Postgresql – Join and count boolean columns by logical OR

aggregatepostgresql

There are two tables: user_table and user_schedule. Each user has four schedule rows (one for each 6 hour period per day) with one column for every workday.

The desired result is to count the number of users that are present for at least one period per day of the work week. For example, if a user is present two quarters of a day, that counts as one.

This is what I thought would work for a Monday, but it's incorrect:

SELECT 
 count(CASE WHEN TRUE = ANY(ARRAY_AGG(mon)) THEN 1 ELSE null END) as mon,
FROM user_table 
LEFT JOIN schedule_table ON user_table.id = schedule_table.user_id
GROUP BY user_id

I created a SQLFiddle to demonstrate.

EDIT:

I was looking for an summary table like this

+-----+-----+-----+-----+-----+
| Mon | Tue | Wed | Thu | Fri |
+-----+-----+-----+-----+-----+
|   4 |   3 |   4 |   4 |   4 |
+-----+-----+-----+-----+-----+

I am running PostgreSQL 9.3

Here are the table definitions I am using:

CREATE TABLE user_table
(
  id integer,
  start_dt date
);


CREATE TABLE schedule_table
(
  id integer,
  user_id integer,
  mon boolean,
  tue boolean,
  wed boolean,
  thu boolean,
  fri boolean
);

Best Answer

All users present on Monday:

SELECT u.*
FROM  (
   SELECT user_id
   FROM   schedule_table 
   GROUP  BY 1
   HAVING bool_or(mon)
   ) s
JOIN   user_table u ON u.id = s.user_id;

The aggregate function bool_or() comes in handy.

Summary table:

SELECT count(mon OR NULL) AS mon
     , count(tue OR NULL) AS tue
     , count(wed OR NULL) AS wed
     , count(thu OR NULL) AS thu
     , count(fri OR NULL) AS fri
FROM  (
   SELECT user_id
        , bool_or(mon) AS mon
        , bool_or(tue) AS tue
        , bool_or(wed) AS wed
        , bool_or(thu) AS thu
        , bool_or(fri) AS fri
   FROM   schedule_table 
   GROUP  BY 1
   ) s;

Result as desired:

mon tue wed thu fri
4   3   4   4   4

Note that I didn't join to user_table at all here. It's not needed.

SQL Fiddle.

About counting techniques:


However, your database design is odd, schedule_table has no information to signify the period of the day. And why bundle attributes for the same period on all days in one row?
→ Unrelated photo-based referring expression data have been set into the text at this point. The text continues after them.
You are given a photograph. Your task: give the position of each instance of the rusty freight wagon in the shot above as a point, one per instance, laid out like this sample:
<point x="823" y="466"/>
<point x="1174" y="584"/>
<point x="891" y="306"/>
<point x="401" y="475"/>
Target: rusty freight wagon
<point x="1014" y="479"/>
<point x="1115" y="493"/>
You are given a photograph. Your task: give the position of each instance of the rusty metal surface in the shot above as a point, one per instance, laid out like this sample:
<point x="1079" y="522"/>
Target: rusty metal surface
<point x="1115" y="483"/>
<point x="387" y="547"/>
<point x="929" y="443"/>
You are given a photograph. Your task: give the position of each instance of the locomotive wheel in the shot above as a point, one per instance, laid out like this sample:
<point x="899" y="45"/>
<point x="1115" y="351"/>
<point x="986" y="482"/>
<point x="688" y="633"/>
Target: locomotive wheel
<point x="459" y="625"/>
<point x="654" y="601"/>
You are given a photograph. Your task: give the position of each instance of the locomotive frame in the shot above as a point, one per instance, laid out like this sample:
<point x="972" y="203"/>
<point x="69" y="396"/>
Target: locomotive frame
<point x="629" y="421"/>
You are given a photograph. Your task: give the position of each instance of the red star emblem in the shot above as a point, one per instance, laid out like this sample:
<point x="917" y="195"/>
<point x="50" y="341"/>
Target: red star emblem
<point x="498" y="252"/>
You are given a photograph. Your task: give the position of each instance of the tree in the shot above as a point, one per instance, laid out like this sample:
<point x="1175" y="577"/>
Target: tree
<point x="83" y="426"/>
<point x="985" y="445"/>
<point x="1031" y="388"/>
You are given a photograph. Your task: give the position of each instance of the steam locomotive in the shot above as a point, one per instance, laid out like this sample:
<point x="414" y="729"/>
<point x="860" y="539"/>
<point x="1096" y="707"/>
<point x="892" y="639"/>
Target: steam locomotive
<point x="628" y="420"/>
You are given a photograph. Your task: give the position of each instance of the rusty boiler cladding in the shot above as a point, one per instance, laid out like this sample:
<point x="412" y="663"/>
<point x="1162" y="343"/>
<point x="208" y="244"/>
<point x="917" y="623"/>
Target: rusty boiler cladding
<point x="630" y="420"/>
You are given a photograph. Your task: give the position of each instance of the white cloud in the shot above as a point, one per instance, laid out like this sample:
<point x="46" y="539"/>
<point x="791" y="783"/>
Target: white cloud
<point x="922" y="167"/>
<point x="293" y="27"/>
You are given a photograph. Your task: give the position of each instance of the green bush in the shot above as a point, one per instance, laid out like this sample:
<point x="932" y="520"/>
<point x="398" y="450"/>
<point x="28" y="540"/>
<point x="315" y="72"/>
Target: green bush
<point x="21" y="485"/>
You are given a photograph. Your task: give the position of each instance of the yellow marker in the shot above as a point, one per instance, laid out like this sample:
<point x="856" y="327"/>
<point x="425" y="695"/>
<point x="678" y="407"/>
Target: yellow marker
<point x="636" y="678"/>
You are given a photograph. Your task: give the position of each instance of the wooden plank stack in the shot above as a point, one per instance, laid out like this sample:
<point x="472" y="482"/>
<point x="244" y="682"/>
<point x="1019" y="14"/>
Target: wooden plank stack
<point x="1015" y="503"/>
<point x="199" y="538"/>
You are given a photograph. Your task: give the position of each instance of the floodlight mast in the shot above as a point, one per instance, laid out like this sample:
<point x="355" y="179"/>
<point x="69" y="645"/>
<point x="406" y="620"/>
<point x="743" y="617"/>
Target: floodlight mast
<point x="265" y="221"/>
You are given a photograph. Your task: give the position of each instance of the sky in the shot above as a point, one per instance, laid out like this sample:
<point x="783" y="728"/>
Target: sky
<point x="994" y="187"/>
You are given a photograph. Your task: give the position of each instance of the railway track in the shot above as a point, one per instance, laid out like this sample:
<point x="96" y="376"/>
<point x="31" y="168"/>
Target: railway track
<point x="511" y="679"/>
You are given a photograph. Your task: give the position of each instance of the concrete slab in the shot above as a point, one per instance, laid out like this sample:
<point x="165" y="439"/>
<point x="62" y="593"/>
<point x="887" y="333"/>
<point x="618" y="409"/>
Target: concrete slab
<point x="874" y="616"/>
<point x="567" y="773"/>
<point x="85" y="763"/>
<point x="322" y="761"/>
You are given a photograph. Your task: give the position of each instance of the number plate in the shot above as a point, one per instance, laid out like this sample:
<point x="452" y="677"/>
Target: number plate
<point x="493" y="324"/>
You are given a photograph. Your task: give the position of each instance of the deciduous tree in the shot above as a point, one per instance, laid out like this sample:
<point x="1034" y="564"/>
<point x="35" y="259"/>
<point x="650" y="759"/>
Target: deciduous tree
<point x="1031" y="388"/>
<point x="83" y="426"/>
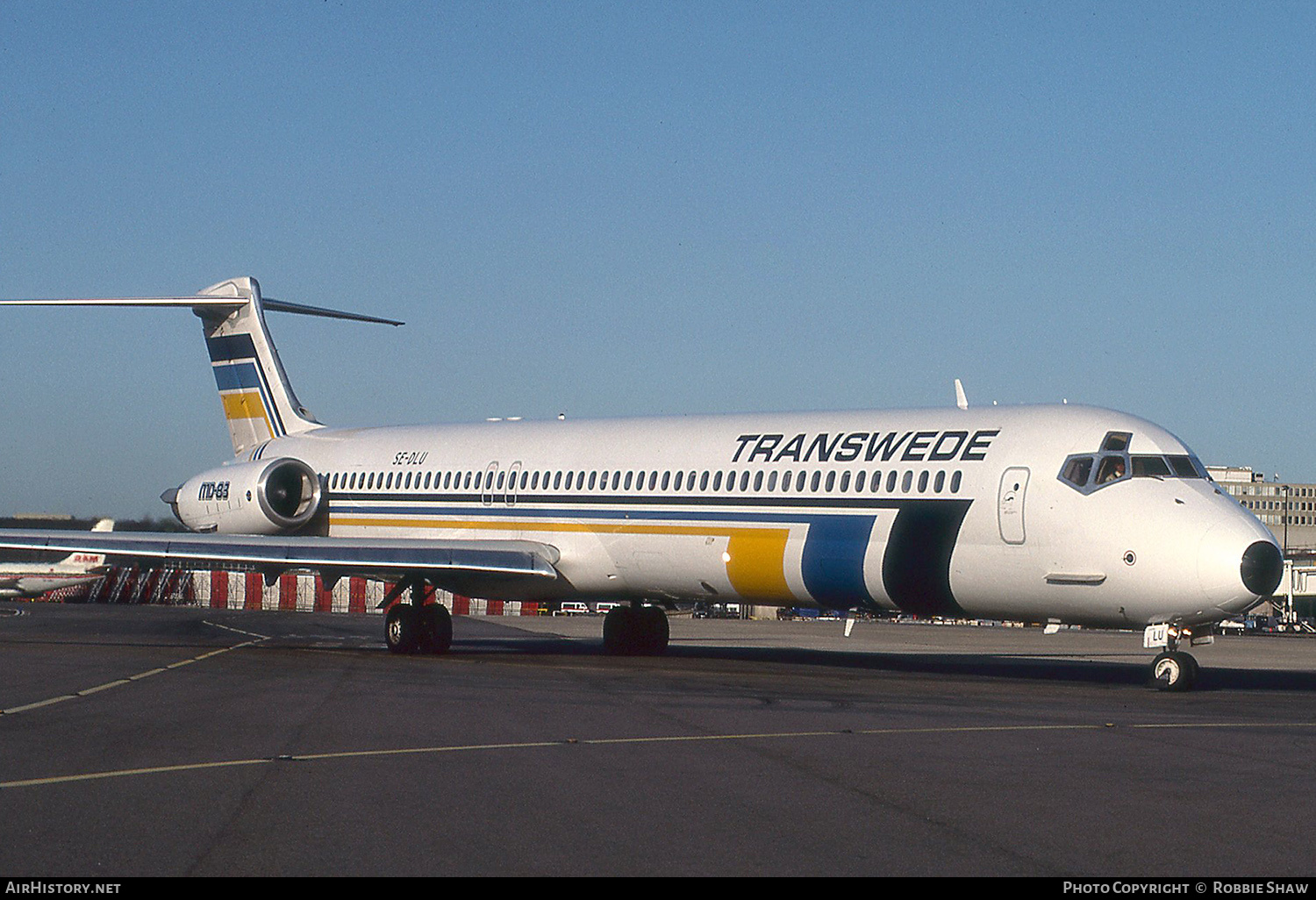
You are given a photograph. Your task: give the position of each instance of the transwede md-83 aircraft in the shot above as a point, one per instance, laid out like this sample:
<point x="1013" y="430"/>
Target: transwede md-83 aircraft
<point x="1042" y="513"/>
Either, to store explicit information:

CREATE TABLE schedule (
  schedule_id int PRIMARY KEY
, schedule text NOT NULL
);

INSERT INTO schedule VALUES
  (11, 'mon, period 1')
  (12, 'mon, period 2')
  (13, 'mon, period 3')
  (14, 'mon, period 4')
  (21, 'tue, period 1')
  (22, 'tue, period 2')
  -- etc.
  ;

CREATE TABLE user_schedule (
  user_schedule_id integer,
  user_id int REFERENCES users,
  schedule_id int REFERENCES schedule
);

Only enter rows for periods with presence.
Or, to optimize storage:

CREATE TABLE users (
  user_id serial PRIMARY KEY
, start_dt date
, presence_bitmap bit(20)
);

INSERT INTO users (start_dt, presence_bitmap) VALUES
 ('2015-02-14', '11111111111111111111'),
 ('2015-02-14', '00000000000000001111'); -- etc.

Only needs a fraction of the storage on disk.